THE POLICE-STATION BREAKFAST.
Every succeeding breath in the outer air seemed to carry its cleansing coolness farther down into our lungs. It was like the feeling of cold water to a parched throat. The sky was overcast, but the storm had ceased, and the temperature had fallen to several degrees of frost, and this gave a freshness and vigor to the air which brightened the world for us amazingly.
We could walk dry-shod in the measure that we could walk at all. Clark was rather stiff at the start, and I could make scarcely any progress alone, but Clark generously lent me a shoulder, and his arm was frequently around me at the street crossings. All this was most naturally done. The thought of deserting me because I had gone lame seemed never to occur to him. He must have known that his own good chances were seriously lessened by his having me upon his hands, but he accepted this as though it were inevitable. There was no mawkish sympathy in his manner; he was in for practical helpfulness only, and now and again he would withdraw his support, and, standing off, would watch me execute his command: “Now take a brace, partner, and let’s see you go it alone.”
At Van Buren Street we turned, to the Rock Island Railway station, and in the waiting-room we quenched our thirst as best we could at the drinking-fountain. Many of the men had taken the direction of South Clark Street. I asked Clark why.
“There’s barrel-houses down there,” he explained.
The word had come upon me repeatedly in the last day, with only a dim suggestion of its meaning, and so I owned to my ignorance.
“A barrel-house?” said Clark. “That’s a dive where they keep cheap whiskey on tap; you can get a pint for a nickel. It’s about the size of the whiskey you want for the thirst you get in a station-house, I’m thinking,” he added. And then more to himself than to me: “I’m damned if I don’t wish I had some now to wash that air out of my mouth.”
His face was very wry, and there was returning to it the expression of hopelessness which it had worn while we crouched for shelter in the doorway on the night before. It cut you to the quick. His light-blue eyes, which had drawn me from the first by the honest directness of their gaze, now began to lose their human, speaking quality and to take on the dumb, beseeching look of a hunted beast.

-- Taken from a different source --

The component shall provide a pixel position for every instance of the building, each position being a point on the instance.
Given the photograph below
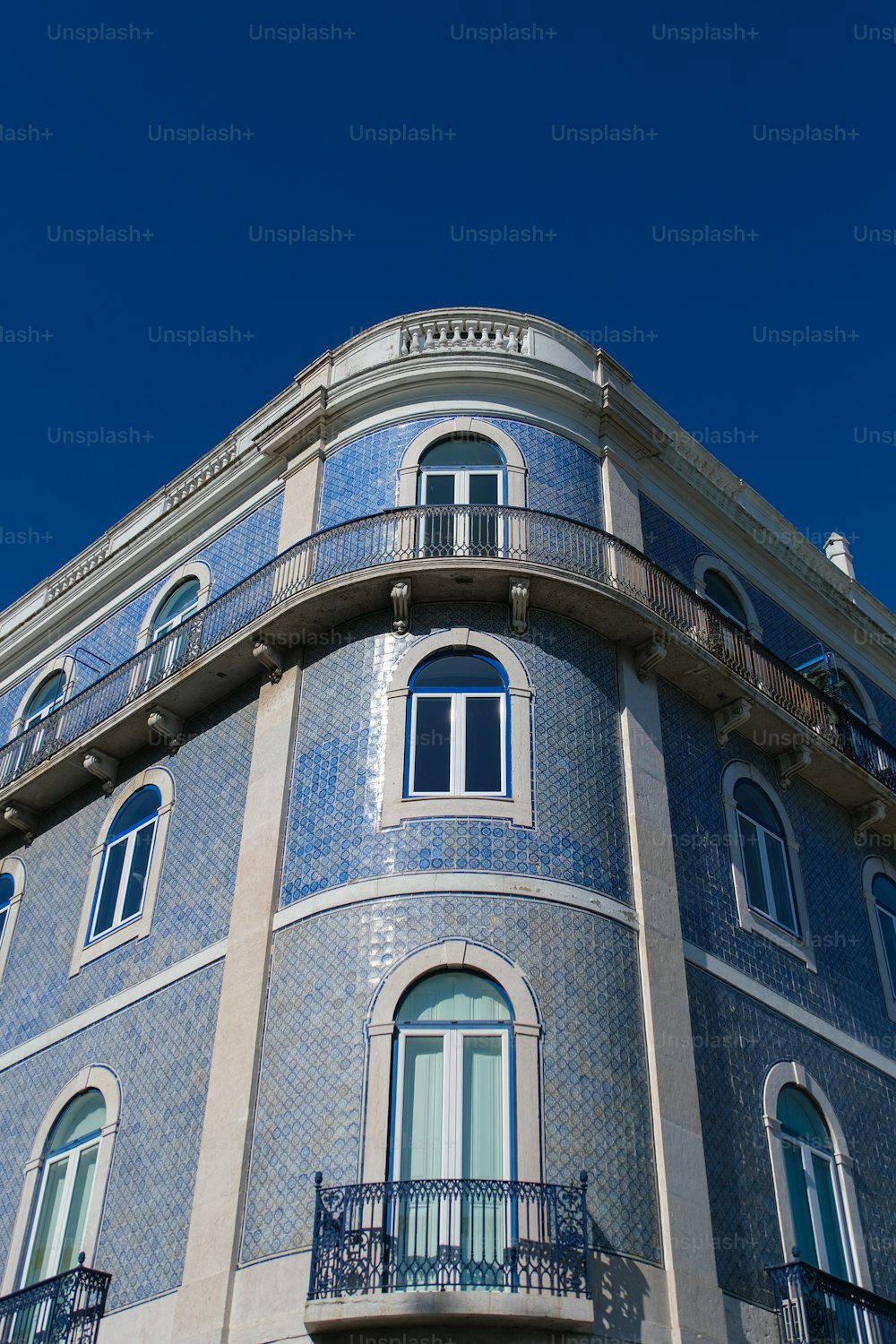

The bread and coffee and clean air had revived us both. I dreaded a swift relapse, and so I urged a wash, in the hope of its bracing effect. But where could we achieve this simple need? Certainly not in the wash-room of the station, for we had trespassed dangerously far in drinking at the fountain, and the eye of more than one employee was already upon us. There was no hotel into whose public lavatory we could pass unchallenged, and not so much upon Clark’s account as upon mine. There remained the open lake; so we walked up Van Buren Street and across the Lake Park and the railway tracks to the edge of the outer harbor. Here we knelt among the broken fragments of ice and bathed our faces and hands. It was vigorous exercise to rub them dry before they chapped in the winter wind. It warmed us, and the feeling of relative cleanness was enheartening. And then I sat down and dipped up water in one hand and applied it, until I had a cold saturated cushion against the bruise on my leg. This wrought wonderful relief until the wet cloth froze, and then it chafed the bruise badly for a time.